Plus, there's a map for how to get to Sweet Briar if you ever need one. (And if you want to see the, like, zillion articles about Betsy and what's goin' on at Sweet Briar, do a search for "muhlenfeld" on the sbcnews page:
http://www.sbcnews.sbc.edu/archive.html.)
Wow! Jay and Kitty's house got hit by a tornado!
Everyone is OK. (Although the truck has seen better days :-)
And we've got the story.
We've got photos, too, but
they take a real long time to download. So if you
just want the story-part, click on story.
If you click on photos,
you'll get both the photos and the story.
Either way, it's pretty amazing.
Sarah Jane's play, Grandma Sylvia's Funeral, at the SoHo Playhouse
(Off Broadway) got a special write-up in The New Yorker--with one of those cool
little illustrations. And it deserved all the attention it got.

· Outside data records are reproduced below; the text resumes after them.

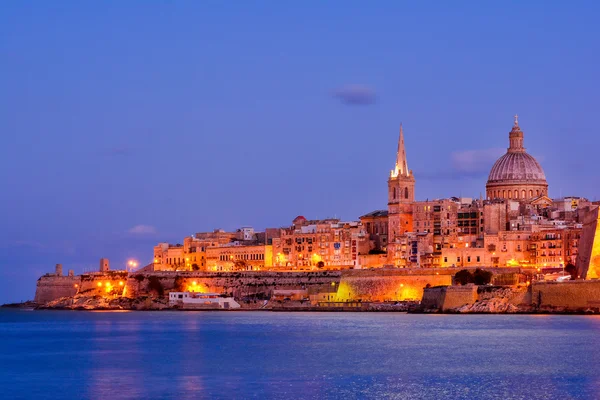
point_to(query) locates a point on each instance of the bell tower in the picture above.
(401, 194)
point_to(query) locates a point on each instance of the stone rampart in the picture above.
(570, 295)
(51, 287)
(448, 297)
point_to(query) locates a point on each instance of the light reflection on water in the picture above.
(297, 355)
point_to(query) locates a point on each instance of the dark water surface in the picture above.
(188, 355)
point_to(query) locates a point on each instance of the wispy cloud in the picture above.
(120, 151)
(475, 161)
(356, 95)
(142, 230)
(467, 164)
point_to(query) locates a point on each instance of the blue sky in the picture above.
(128, 123)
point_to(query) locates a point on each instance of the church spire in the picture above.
(401, 168)
(515, 138)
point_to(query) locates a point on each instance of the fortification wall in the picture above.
(51, 287)
(571, 295)
(346, 285)
(390, 285)
(448, 297)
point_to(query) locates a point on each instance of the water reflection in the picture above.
(297, 355)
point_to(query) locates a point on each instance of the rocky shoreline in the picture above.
(491, 305)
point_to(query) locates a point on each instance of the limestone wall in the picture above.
(448, 297)
(571, 295)
(51, 287)
(588, 258)
(390, 285)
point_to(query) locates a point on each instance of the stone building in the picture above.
(376, 225)
(516, 175)
(401, 194)
(237, 256)
(315, 244)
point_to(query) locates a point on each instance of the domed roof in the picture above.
(516, 164)
(517, 167)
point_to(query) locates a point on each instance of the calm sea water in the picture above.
(238, 355)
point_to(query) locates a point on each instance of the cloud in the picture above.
(356, 95)
(142, 230)
(467, 164)
(120, 151)
(475, 161)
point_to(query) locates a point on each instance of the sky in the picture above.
(125, 124)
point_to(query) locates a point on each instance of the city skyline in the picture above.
(108, 158)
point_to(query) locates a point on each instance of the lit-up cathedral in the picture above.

Sylvia was great fun, and for a while it got officially recognized as
a "long run." The New Yorker's
Theater section
simply listed Sylvia in the Long Runs paragraph, along with
Broadway staples, such as Phantom and Cats.
Grandma Sylvia's Funeral was on CNN a few years ago (!),
being used to help demonstrate a new Internet feature called
CYBERMOURN.
OK, OK, I know it sounds like the punchline to a Jay Leno joke, but it's not.
Cybermourn is touted as a service that'll help families get together
during funerals--even when everyone isn't able to travel.
CNN demonstrated the service in a sort of light-hearted way, using live
footage from the country's most famous long-run off-Broadway funeral.
If you want to see a little of how it looked, I captured a
few sample pages after most
of the demo was over.
(The image in the upper right of the screen was a then-live shot of the
August 28th matinee at the SoHo Playhouse.)